I suggest that you have the teacher grade a subset of the essays, with the subset carefully selected to try to provide the best possible calibration for all of the essays that weren't graded by the teacher. For this, I think it might help if you selected a sample of essays that cover the range of possible answers (so for every essay, there is some teacher-graded essay that is not too far away from it). For this, I can think of two approaches you could consider trying:

• Clustering. Take the ratings that are produced by the Terry-Bradley model. This is a set of $n$ real numbers, one real number per essay. Now cluster them. Suppose you want to have the teacher grade $k$ essays. One approach would be to use $k$-means clustering (on these one-dimensional data points) to cluster the essays into $k$ clusters, and then randomly select one essay from each cluster for the teacher to grade -- or have the teacher grade the "cluster head" of each cluster.

• Furthest-point first. An alternative is to try to select a subset of $k$ essays that are as different from each other as possible. The "furthest-point first" (FPF) algorithm is a clean approach for this. Assume that you have some distance function $d(e_i,e_j)$ that lets you quantify the distance between two essays $e_i$ and $e_j$: a small distance means that the essays are similar, a larger distance means they are dissimilar. Given a set $S$ of essays, let $d(e,S) = \min_{e' \in S} d(e,e')$ be the distance from $e$ to the nearest essay in $S$. The furthest-point first algorithm computes a list of $k$ essays, $e_1,e_2,\dots,e_k$, as follows: $e_{i+1}$ is the essay that maximizes $d(e,\{e_1,e_2,\dots,e_i\})$ (out of all essays $e$ such that $e \notin \{e_1,e_2,\dots,e_i\}$). This algorithms generates a set of $k$ essays that are as dissimilar from each other as possible -- which means that each of the remaining essays is pretty similar to at least one of those $k$. Therefore, it would be reasonable to have the teacher grade the $k$ essays selected by the FPF algorithm.

I suspect either of these approaches might provide more accurate scores than having the teacher grade the top X% and bottom X% of essays -- since the very best and worst essays probably are not representative of the mass of essays in the middle.

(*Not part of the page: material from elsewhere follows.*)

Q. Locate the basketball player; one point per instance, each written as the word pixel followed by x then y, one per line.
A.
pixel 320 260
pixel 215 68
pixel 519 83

In both approaches, you could use a more sophisticated distance function that takes into account not just the strength estimates based upon peer grading but also other factors derived from the essays. The simplest possible distance function would take into account only the result of the Terry-Bradley model, i.e., $d(e_1,e_2) = (s(e_1)-s(e_2))^2$ where $s(e)$ is the strength of essay $e$ as estimated by the Terry-Bradley model based upon the results of the peer grading. However, you can do something more sophisticated. For instance, you could compute the normalized Levenshtein edit distance between essay $e_1$ and $e_2$ (treating them as text strings, computing the edit distance, and dividing by the length of the larger of the two) and use that as another factor in the distance function. You could also compute feature vectors using a bag-of-words model on the words in the essays, and use the L2 distance between these feature vectors (with features normalized using tf-idf) as another factor in the distance function. You might use a distance function that is a weighted average of the difference in strengths (based upon the Terry-Bradley estimates), the normalized edit distance, and anything else that seems helpful. Such a more sophisticated distance function might help do a better job of helping the clustering algorithm select which are the best $k$ essays to have the teacher grade.